"Essa é uma notícia muito boa para os mercados alemães", exultou na quinta-feira 11 o economista Joachim Fels, do Morgan Stanley Dean Witter em Frankfurt, ao saber que o ministro das Finanças da Alemanha, Oskar Lafontaine, a cabeça mais à esquerda no atual espectro político europeu, havia pedido o boné. "O empresariado dá as boas-vindas à renúncia de um ministro que estava exclusivamente orientado para a política do lado da demanda", fulminou, sem a menor sutileza, o presidente da Associação dos Empregadores Alemães, Dieter Hundt. Os mercados, de fato, ficaram tão eufóricos com a boa nova que o euro (a moeda única da União Européia), cujo valor tinha declinado de US$ 1,19 (quando foi lançado, em janeiro) para US$ 1,08, subiu para US$ 1,10. A renúncia de Lafontaine, que não deu explicações formais para sua decisão, parece ter pego todo mundo de surpresa, a começar pelo chanceler (chefe de governo) Gerhard Schröder, que lidera a coalizão de centro-esquerda de social-democratas e verdes que assumiu o poder em Bonn em setembro último. "Estou desconcertado", afirmou o chanceler aos jornalistas.

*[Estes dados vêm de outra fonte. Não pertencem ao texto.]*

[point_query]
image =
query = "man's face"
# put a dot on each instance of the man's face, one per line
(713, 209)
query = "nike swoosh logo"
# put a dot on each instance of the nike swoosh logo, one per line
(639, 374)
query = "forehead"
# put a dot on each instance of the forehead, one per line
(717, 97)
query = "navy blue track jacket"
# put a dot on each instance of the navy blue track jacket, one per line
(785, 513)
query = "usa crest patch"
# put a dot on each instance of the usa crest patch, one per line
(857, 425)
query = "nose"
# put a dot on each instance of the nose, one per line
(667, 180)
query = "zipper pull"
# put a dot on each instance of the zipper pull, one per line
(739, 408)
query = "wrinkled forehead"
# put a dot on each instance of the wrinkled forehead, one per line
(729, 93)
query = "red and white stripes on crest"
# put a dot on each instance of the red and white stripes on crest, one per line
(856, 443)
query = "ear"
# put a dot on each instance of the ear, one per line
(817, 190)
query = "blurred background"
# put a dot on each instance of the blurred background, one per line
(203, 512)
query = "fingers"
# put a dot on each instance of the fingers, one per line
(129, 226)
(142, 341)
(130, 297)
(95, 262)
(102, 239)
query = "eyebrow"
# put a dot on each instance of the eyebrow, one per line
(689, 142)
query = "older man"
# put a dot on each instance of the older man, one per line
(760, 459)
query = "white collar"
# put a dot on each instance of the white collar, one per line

O que mais intrigou os analistas, no entanto, foi que o ministro das Finanças também abandonou a liderança do poderoso Partido Social-Democrata (SPD), de onde poderia entrincheirar-se para defender suas posições. Na sexta-feira 12, Schröder assumiu a chefia do SPD e anunciou o nome do moderado Hans Eichel, premiê do Länder (Estado) de Hessen, como novo ministro das Finanças. "Ele não dança como Fred Astaire e também não canta como Caruso", gracejou Schröder certa feita, ao referir-se à discrição de Eichel. A reação empresarial leva a supor que a substituição do flamejante Lafontaine pelo apagado Eichel marca não apenas uma mudança de estilo, mas da política econômica.

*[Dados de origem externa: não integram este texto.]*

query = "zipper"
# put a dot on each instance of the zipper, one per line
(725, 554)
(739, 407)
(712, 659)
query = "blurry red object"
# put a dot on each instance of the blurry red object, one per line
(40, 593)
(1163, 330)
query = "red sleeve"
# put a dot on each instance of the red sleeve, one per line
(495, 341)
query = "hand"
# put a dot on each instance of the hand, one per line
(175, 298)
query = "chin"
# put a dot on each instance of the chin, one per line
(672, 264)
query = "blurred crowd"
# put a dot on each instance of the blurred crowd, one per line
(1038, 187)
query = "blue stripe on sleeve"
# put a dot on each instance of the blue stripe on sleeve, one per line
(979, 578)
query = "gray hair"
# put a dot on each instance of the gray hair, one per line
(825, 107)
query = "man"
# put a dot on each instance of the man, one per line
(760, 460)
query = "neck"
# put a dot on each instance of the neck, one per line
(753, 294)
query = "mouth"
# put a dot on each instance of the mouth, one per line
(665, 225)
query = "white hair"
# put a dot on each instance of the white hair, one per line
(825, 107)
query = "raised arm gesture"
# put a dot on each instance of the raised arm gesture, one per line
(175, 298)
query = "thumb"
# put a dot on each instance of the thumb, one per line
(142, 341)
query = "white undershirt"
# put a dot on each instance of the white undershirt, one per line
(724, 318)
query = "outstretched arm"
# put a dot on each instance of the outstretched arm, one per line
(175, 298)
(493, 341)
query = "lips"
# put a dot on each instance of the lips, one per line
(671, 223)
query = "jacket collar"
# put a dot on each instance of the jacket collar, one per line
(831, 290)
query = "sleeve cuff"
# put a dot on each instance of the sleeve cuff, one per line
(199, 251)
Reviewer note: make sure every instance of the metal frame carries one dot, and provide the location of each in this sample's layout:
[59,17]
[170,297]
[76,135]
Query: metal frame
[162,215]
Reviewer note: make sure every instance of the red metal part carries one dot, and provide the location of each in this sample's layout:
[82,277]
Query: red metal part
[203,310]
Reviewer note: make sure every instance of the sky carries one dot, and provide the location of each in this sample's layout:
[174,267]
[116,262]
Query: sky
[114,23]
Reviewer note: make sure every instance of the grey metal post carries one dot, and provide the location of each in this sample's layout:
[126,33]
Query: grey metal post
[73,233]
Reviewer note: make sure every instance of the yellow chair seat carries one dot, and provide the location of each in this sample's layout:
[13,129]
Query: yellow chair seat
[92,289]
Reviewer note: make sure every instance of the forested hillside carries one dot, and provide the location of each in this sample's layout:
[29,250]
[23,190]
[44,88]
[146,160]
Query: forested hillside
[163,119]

Social-democrata ao estilo antigo, Lafontaine comprara brigas com Deus e todo mundo do establishment econômico alemão, europeu e americano. Investiu contra a independência do Bundesbank (Banco Central Alemão) e do Banco Central Europeu ao apelar para que reduzissem as taxas de juros para incentivar o crescimento econômico e diminuir o desemprego, que na Alemanha atinge 11,6%. Irritou o secretário do Tesouro americano, Robert Rubin, ao pedir o estabelecimento de bandas de flutuação para as três grandes moedas (dólar, euro e iene). Mas foi no front interno que o agora ex-ministro mais se desgastou. Foi dele o projeto de reforma fiscal que diminuiu alíquotas de imposto de renda para pessoas físicas e retirou incentivos que beneficiavam as indústrias. Na semana passada, as empresas do setor energético abandonaram as conversações com o governo sobre os planos para o fechamento das 19 usinas nucleares em 30 anos. Isso porque a reforma fiscal aumentava a carga tributária dessas empresas em 20 bilhões de marcos (US$ 11 bilhões).

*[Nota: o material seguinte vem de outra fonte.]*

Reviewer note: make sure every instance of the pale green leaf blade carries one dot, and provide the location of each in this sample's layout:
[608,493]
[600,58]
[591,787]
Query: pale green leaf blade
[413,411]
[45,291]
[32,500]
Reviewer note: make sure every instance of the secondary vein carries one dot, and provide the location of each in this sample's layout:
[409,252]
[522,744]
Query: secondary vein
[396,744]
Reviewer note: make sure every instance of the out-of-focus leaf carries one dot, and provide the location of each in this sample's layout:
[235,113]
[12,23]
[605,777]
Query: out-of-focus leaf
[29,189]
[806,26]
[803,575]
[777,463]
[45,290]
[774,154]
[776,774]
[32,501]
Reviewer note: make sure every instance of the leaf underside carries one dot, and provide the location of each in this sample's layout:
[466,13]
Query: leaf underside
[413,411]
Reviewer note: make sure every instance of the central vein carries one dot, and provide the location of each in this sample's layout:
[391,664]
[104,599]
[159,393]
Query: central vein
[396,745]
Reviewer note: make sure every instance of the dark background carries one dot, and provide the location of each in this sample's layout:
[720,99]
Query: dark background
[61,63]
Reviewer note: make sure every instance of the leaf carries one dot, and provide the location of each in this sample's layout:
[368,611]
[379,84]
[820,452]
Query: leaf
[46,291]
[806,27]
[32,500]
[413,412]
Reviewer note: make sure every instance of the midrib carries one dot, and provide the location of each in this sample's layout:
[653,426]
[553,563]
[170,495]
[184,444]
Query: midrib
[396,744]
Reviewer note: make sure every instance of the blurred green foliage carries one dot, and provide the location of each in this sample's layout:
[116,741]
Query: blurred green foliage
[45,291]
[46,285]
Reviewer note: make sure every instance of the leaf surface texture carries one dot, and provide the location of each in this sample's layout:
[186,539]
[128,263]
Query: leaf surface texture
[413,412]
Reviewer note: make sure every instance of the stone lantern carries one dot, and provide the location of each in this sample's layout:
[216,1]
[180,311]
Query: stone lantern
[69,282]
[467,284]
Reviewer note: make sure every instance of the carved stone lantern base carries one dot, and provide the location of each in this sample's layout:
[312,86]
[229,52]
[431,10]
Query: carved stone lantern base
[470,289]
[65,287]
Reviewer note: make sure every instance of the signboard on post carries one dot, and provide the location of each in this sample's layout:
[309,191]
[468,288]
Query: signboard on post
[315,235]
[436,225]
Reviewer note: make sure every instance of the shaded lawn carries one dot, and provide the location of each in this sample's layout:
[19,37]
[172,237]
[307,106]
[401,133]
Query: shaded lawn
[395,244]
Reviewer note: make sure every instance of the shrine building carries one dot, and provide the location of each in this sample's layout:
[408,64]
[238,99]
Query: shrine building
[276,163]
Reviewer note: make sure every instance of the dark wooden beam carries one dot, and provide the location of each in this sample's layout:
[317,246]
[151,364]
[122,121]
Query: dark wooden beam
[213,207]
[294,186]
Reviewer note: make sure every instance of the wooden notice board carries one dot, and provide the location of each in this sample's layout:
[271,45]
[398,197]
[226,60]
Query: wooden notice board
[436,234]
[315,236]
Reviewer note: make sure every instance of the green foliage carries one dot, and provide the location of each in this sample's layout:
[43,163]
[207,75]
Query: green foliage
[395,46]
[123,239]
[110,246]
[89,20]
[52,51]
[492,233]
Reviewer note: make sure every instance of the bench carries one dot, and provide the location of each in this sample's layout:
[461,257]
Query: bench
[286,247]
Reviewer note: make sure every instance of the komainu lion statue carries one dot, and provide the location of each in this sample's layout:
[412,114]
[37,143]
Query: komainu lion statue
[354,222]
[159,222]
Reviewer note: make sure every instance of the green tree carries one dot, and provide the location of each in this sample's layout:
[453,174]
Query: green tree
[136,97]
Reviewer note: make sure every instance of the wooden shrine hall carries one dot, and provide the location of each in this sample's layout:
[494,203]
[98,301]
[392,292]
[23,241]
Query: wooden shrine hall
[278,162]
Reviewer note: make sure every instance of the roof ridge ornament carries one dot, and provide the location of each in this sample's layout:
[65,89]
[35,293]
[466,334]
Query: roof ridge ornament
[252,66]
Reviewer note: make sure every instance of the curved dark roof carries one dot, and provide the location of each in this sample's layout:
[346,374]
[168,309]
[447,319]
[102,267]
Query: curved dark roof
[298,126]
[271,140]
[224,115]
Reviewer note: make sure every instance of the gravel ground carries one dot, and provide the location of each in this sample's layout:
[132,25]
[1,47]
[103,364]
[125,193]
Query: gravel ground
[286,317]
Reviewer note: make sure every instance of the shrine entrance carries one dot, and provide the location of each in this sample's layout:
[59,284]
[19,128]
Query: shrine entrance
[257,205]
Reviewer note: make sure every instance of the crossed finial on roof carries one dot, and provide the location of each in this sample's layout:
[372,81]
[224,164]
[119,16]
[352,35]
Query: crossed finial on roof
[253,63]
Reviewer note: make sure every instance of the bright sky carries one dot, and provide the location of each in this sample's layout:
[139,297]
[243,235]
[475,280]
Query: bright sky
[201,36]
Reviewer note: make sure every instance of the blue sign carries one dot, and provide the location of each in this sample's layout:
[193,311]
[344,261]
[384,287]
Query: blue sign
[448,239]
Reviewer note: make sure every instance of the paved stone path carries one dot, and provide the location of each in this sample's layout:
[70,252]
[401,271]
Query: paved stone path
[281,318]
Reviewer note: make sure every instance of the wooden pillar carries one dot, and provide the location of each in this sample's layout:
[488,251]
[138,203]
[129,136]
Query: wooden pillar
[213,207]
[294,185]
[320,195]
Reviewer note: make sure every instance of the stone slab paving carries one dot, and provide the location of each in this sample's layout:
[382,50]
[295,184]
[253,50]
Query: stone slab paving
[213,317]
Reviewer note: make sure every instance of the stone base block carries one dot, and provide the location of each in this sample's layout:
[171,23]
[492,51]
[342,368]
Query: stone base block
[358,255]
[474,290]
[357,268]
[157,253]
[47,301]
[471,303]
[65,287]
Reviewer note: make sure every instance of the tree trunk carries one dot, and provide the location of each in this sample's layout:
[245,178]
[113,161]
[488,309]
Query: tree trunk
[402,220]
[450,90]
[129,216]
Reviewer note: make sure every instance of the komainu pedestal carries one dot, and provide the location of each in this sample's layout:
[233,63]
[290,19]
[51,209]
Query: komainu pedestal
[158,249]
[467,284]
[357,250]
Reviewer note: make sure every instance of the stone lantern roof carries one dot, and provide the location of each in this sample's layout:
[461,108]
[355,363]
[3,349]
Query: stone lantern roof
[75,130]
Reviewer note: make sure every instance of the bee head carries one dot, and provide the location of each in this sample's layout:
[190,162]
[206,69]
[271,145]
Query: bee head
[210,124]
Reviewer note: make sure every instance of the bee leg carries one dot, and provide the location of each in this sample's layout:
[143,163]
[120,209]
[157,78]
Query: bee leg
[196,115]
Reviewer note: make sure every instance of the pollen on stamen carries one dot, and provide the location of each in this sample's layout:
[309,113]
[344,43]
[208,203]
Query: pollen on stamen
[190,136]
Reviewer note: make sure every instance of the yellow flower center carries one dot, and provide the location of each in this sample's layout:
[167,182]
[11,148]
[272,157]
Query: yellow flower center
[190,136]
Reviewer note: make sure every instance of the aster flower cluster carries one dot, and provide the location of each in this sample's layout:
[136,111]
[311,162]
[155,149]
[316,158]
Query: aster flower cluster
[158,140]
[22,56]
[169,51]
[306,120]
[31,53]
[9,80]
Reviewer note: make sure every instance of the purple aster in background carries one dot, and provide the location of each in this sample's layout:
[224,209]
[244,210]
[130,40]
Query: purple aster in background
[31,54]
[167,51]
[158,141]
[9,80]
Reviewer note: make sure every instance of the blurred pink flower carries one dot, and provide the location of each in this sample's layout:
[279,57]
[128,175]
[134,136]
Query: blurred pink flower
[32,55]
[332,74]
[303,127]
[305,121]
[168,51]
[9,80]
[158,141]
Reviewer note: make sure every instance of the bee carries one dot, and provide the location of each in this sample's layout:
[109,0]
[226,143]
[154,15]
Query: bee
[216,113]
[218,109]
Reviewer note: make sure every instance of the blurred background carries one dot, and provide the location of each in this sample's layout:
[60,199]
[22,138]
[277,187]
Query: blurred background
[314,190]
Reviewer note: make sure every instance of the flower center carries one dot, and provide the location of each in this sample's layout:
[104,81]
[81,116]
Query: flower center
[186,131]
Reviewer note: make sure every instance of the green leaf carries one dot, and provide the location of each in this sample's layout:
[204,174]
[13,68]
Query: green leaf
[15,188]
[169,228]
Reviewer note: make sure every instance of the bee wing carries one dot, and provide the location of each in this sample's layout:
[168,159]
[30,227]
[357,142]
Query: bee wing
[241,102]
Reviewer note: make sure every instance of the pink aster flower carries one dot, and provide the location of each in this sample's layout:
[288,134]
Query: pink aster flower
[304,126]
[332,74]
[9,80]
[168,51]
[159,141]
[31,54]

Segundo o jornal Die Welt, a crise veio à tona durante uma reunião do gabinete realizada na quarta-feira 11, quando Schröder teria dito que deixaria de "assumir a responsabilidade" por políticas antiempresariais, numa velada ameaça de renúncia. Antes, ele já havia desautorizado Lafontaine ao prometer às empresas de seguro que o aumento da carga tributária estaria limitado a US$ 5 bilhões ao ano. Agora, já existem especulações de que o chanceler manobrou para jogar seu governo mais para a direita. O próximo passo seria desfazer-se dos incômodos verdes e aliar-se aos liberais do Partido Liberal Democrata (FDP). Para isso, era fundamental afastar o poderoso Lafontaine do caminho, definido pelo jornal britânico The Sun como "o homem mais perigoso da Europa". Perigoso ou não, sua queda diminui ainda mais a já tênue linha que diferenciava a política social-democrata da dos liberais.